そして、妨害度予測部1304は、エッジ部濃度差情報保持部1303に保持されている濃度差情報と、版ずれ計測値保持部1305に保持されている版ずれ量にもとづいて妨害度補正係数を求める。
例えば、最大版ずれ時を想定して意図的に版ずれを予め起こしてこれを計測した値と版ずれが起きていない時の計測値との「仮想最大色差」を求めておき、起こりうる版ずれが起きたと仮定したときの色度差を予測して、版ずれが起きていないときの「色差」を「仮想最大色差」で割ることにより第一係数を算出する。
妨害度予測部1304は、妨害度補正係数に係る第一係数と第二係数をエッジ処理要否判定部1302に出力する。
具体的には、妨害度予測部1304から入力した第一係数と第二係数と、乱数発生部1301によって求めた乱数とを乗ずることによって乗算値を求める。
そして、例えば、この乗算値が0.0以上0.5未満である場合、エッジ処理要否判定部1302は、その画素について交換処理を行うと判定し、乗算値が0.5以上1.0未満である場合、エッジ処理部判定部1302は、その画素について交換処理を行わないと判定する。
エッジ処理要否判定部1302は、上記判定結果を識別しうる判定信号を境界線加工処理部113に出力する。
すなわち、境界線加工処理部113は、交換処理を行う旨の判定信号を受信した場合のみ交換処理を行う。
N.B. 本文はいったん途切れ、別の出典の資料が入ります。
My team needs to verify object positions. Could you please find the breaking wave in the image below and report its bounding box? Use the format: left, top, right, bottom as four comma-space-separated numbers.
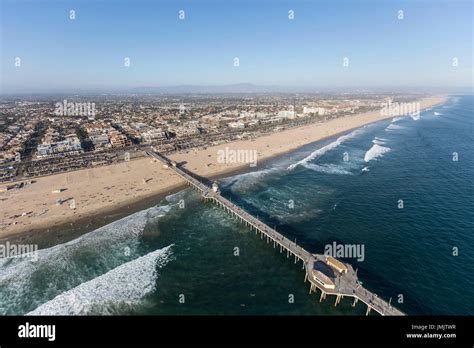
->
303, 163, 353, 175
385, 123, 404, 131
287, 127, 365, 170
27, 245, 174, 315
392, 116, 405, 123
0, 204, 171, 315
372, 137, 388, 145
223, 168, 278, 192
364, 144, 391, 162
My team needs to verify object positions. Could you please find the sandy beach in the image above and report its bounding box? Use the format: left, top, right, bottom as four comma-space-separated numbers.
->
0, 95, 447, 241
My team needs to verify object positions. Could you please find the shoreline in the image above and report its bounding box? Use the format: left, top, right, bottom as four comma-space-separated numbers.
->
0, 161, 265, 247
0, 95, 448, 245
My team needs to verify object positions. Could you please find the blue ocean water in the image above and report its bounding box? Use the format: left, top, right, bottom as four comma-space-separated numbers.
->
1, 95, 472, 315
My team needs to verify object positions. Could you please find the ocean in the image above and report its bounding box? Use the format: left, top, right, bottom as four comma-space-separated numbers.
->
1, 95, 472, 315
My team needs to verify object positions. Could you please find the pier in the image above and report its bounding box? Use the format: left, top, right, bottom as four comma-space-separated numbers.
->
146, 149, 405, 316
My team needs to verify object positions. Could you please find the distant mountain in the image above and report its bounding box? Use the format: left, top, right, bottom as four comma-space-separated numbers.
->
132, 83, 307, 94
131, 84, 471, 95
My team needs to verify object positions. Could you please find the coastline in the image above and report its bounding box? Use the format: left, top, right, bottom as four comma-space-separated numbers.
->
0, 95, 448, 244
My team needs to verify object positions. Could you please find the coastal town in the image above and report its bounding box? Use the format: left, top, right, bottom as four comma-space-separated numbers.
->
0, 92, 444, 237
0, 0, 471, 343
0, 93, 420, 183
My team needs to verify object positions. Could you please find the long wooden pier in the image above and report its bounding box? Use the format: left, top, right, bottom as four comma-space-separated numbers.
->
146, 149, 404, 316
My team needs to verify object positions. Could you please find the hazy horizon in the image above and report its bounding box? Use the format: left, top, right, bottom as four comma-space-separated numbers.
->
1, 0, 472, 94
0, 83, 472, 97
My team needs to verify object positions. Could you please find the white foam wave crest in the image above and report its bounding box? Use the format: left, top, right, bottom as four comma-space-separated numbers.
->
392, 116, 405, 123
223, 168, 277, 192
303, 163, 353, 175
410, 112, 420, 121
165, 189, 187, 202
364, 144, 391, 162
0, 204, 171, 314
361, 166, 370, 172
27, 245, 173, 315
287, 128, 365, 170
385, 123, 404, 131
372, 137, 387, 145
434, 112, 442, 116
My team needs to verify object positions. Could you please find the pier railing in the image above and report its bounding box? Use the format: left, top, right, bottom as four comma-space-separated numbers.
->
146, 149, 404, 316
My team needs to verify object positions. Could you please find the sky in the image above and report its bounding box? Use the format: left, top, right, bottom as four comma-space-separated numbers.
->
0, 0, 472, 93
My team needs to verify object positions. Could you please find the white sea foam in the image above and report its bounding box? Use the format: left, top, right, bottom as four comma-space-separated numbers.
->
27, 245, 173, 315
372, 137, 387, 145
434, 112, 442, 116
410, 112, 420, 121
361, 166, 370, 172
0, 204, 171, 315
303, 163, 352, 175
364, 144, 391, 162
224, 168, 277, 192
165, 189, 187, 202
392, 116, 405, 123
385, 123, 404, 131
287, 127, 365, 170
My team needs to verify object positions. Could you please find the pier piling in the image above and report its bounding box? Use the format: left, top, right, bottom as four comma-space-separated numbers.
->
146, 149, 405, 317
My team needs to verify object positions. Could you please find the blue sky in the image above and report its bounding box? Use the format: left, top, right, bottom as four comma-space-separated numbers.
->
1, 0, 472, 93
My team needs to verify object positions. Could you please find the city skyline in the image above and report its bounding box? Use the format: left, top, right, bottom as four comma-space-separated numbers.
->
1, 0, 473, 94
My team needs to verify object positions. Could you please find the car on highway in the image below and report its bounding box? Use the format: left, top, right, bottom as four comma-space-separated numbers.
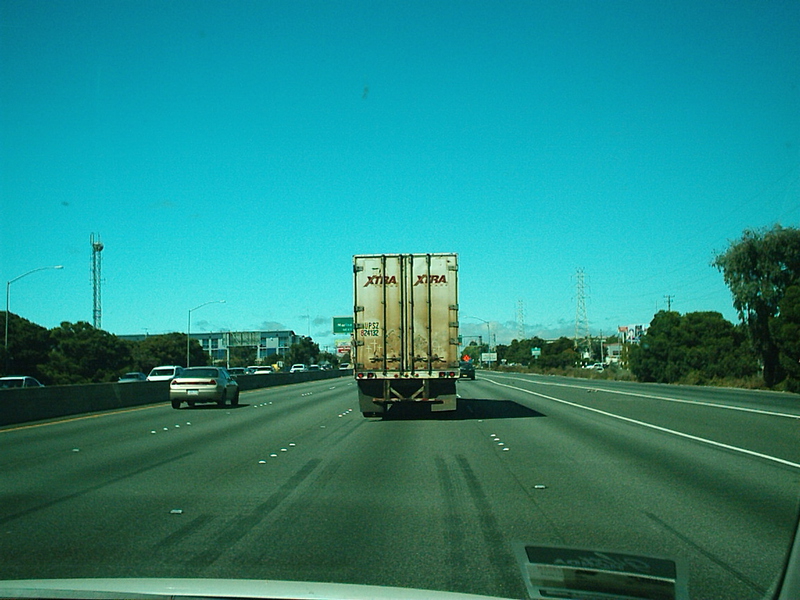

また、交換処理を行わない旨の判定信号を受信した場合に交換処理を行わないようにしてもよい。
例えば、乱数と色差を用いて交換処理の要否判定を行う第六実施形態に比べ、版ずれ量をその判定要素に加えているため、交換処理の効果が小さいケースをさらに除外して、より効率よく画像処理を行うことができる。
具体的には、境界に沿って適度な間隔をもって交換処理を施すことにより、版ずれが生じている場合には白抜けや画素の重なりを目立たないように画像処理を施すことができるだけでなく、版ずれが生じていない場合であっても、必要以上に境界を目立たせることがないようにしている。
さらに、交換処理を境界の長手方向に対してランダムに行うことにより、境界部の画像をより自然に表現することができる。
加えて、交換処理の必要性がない濃度差に該当する対象画素に対しては、交換処理の実行を制限するように構成することで、画像処理全体の円滑化を実現することができる。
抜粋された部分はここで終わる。